# Thread: IS f(x)= x^4 + x^3 -x^2 - 2x -2 irreducable over Q??

1. ## IS f(x)= x^4 + x^3 -x^2 - 2x -2 irreducable over Q??

IS f(x)= x^4 + x^3 -x^2 - 2x -2 irreducable over Q??

Attempt:

Ive shown that this has no linear factors as +-1 +-2 are not roots.

Then I let F(x)=(x^2+ax+b)(x^2+cx+d)

And I end up with
a +c=1
d+ac+b=-1
bd=-2

But i can seam to show why no a b c d exist (or Exist)

Is there an easier approach?

I have an exam in 12 hours so I hope soeone can help!

Niall

2. Originally Posted by Niall101
bd=-2
It is sufficient to assume irreduciblility over Z by Gauss's Lemma.
Now this condition tells us that $\displaystyle b=\pm 1 \text{ and }d=\mp 2$ or $\displaystyle b=\pm 2 \text{ and }d=\mp 1$.
Show that any one of these leads to a contradiction i.e. those equations are not solvable with integers.

3. Great thanks! Its so obvious now!
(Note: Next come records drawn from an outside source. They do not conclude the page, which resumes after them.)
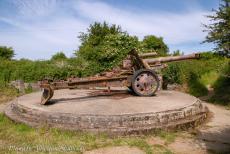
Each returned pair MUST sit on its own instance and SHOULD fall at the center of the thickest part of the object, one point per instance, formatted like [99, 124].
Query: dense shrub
[222, 87]
[192, 73]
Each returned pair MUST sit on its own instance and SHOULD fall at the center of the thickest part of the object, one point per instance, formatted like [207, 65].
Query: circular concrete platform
[119, 113]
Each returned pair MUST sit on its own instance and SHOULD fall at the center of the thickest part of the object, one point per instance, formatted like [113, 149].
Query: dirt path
[213, 137]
I ment to say a b c d were in Z. Thats what a week of no sleep will do to you

4. Originally Posted by Niall101
IS f(x)= x^4 + x^3 -x^2 - 2x -2 irreducable over Q??

Attempt:

Ive shown that this has no linear factors as +-1 +-2 are not roots.

Then I let F(x)=(x^2+ax+b)(x^2+cx+d)

And I end up with
a +c=1
d+ac+b=-1
bd=-2

But i can seam to show why no a b c d exist (or Exist)
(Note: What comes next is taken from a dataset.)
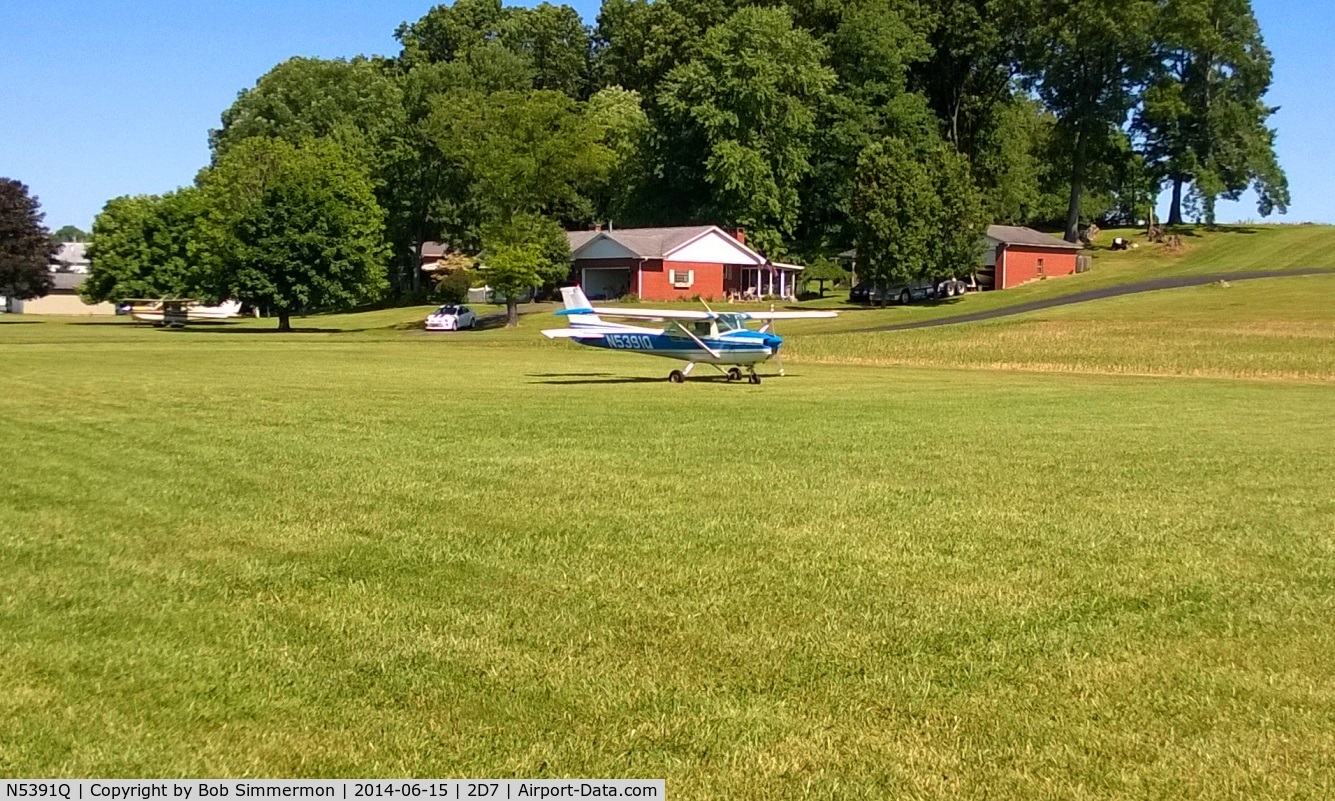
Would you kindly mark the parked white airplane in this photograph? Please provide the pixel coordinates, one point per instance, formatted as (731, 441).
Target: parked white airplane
(170, 311)
(708, 337)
Is there an easier approach?

I have an exam in 12 hours so I hope soeone can help!

Niall
i will note this theorem.
If $\displaystyle f(x)$ is reducible over $\displaystyle \mathbb{Q}$, then $\displaystyle f(x)$ is reducible over $\displaystyle \mathbb{Z}$.

so, as a contrapositive of the statement,
If $\displaystyle f(x)$ is irreducible over $\displaystyle \mathbb{Z}$, then $\displaystyle f(x)$ is irreducible over $\displaystyle \mathbb{Q}$.

from this, $\displaystyle a,b,c,d \in \mathbb{Z}$

$\displaystyle bd = -2$
then WLOG, $\displaystyle b = \pm 1$ and $\displaystyle d=\mp 2$.

try to solve the combinations..

EDIT: aww, didn't notice that there were replies already..

5. with a=1 c=0 b=1 d=-2 I get (x^2+x+1)(x^2-2)=F(x) so its not irreducable! Thanks for all the replies! Hope I can do this in the exam later!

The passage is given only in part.